We can check that they have one secondary NIC without address assigned:

kubectl get vmi -o yaml

## vma
  interfaces:
  - interfaceName: eth0
    ipAddress: 10.244.196.144
    ipAddresses:
    - 10.244.196.144
    - fd10:244::c48f
    mac: 02:4a:be:00:00:0a
    name: default
  - interfaceName: eth1
    ipAddress: 10.200.0.1/24
    ipAddresses:
    - 10.200.0.1/24
    - fe80::4a:beff:fe00:b/64
    mac: 02:4a:be:00:00:0b
    name: br0-100
## vmb
  interfaces:
  - interfaceName: eth0
    ipAddress: 10.244.140.84
    ipAddresses:
    - 10.244.140.84
    - fd10:244::8c53
    mac: 02:4a:be:00:00:0e
    name: default
  - interfaceName: eth1
    ipAddress: 10.200.0.2/24
    ipAddresses:
    - 10.200.0.2/24
    - fe80::4a:beff:fe00:f/64
    mac: 02:4a:be:00:00:0f
    name: br0-100

Let’s finish this section by verifying connectivity between vma and vmb using ping.
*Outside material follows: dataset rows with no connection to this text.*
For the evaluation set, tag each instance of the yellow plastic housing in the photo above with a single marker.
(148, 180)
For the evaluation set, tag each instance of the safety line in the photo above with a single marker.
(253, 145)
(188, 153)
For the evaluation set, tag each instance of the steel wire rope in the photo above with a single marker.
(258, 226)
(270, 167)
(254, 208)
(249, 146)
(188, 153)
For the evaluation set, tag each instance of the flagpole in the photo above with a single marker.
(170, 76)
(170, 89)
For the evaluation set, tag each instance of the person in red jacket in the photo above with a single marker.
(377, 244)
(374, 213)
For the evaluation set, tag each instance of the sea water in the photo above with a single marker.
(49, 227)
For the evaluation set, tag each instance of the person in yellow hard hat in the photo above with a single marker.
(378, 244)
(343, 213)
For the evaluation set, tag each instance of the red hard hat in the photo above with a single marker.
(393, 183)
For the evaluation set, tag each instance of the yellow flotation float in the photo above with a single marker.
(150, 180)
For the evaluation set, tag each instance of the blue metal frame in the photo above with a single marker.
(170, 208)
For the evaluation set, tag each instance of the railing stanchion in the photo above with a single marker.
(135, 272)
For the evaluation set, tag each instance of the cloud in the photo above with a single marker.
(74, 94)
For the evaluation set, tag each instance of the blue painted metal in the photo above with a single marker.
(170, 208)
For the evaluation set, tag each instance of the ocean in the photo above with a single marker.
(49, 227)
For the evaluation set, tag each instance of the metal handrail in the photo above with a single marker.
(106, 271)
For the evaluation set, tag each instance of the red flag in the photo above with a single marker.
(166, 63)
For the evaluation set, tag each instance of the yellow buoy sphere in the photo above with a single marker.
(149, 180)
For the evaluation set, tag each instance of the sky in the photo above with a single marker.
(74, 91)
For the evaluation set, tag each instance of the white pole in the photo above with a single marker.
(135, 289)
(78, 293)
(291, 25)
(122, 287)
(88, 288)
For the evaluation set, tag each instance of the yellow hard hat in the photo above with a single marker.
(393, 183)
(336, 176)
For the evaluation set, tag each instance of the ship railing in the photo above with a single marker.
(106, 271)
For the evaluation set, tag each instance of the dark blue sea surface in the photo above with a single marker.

Open the console of vma virtual machine and use ping command with destination IP address 10.200.0.2, which is the address assigned to the secondary interface of vmb:

The user and password for this VMs is fedora, it was configured at cloudinit userData

virtctl console vma
ping 10.200.0.2 -c 3

PING 10.200.0.2 (10.200.0.2): 56 data bytes
64 bytes from 10.200.0.2: seq=0 ttl=50 time=357.040 ms
64 bytes from 10.200.0.2: seq=1 ttl=50 time=379.742 ms
64 bytes from 10.200.0.2: seq=2 ttl=50 time=404.066 ms

--- 10.200.0.2 ping statistics ---
3 packets transmitted, 3 packets received, 0% packet loss
round-trip min/avg/max = 357.040/380.282/404.066 ms

Conclusion

In this blog post we used network components from KubeVirt project to connect two VMs on different nodes through a linux bridge connected to a secondary NIC. This illustrates how VM traffic can be directed to a specific NIC on a node using a secondary NIC on a VM.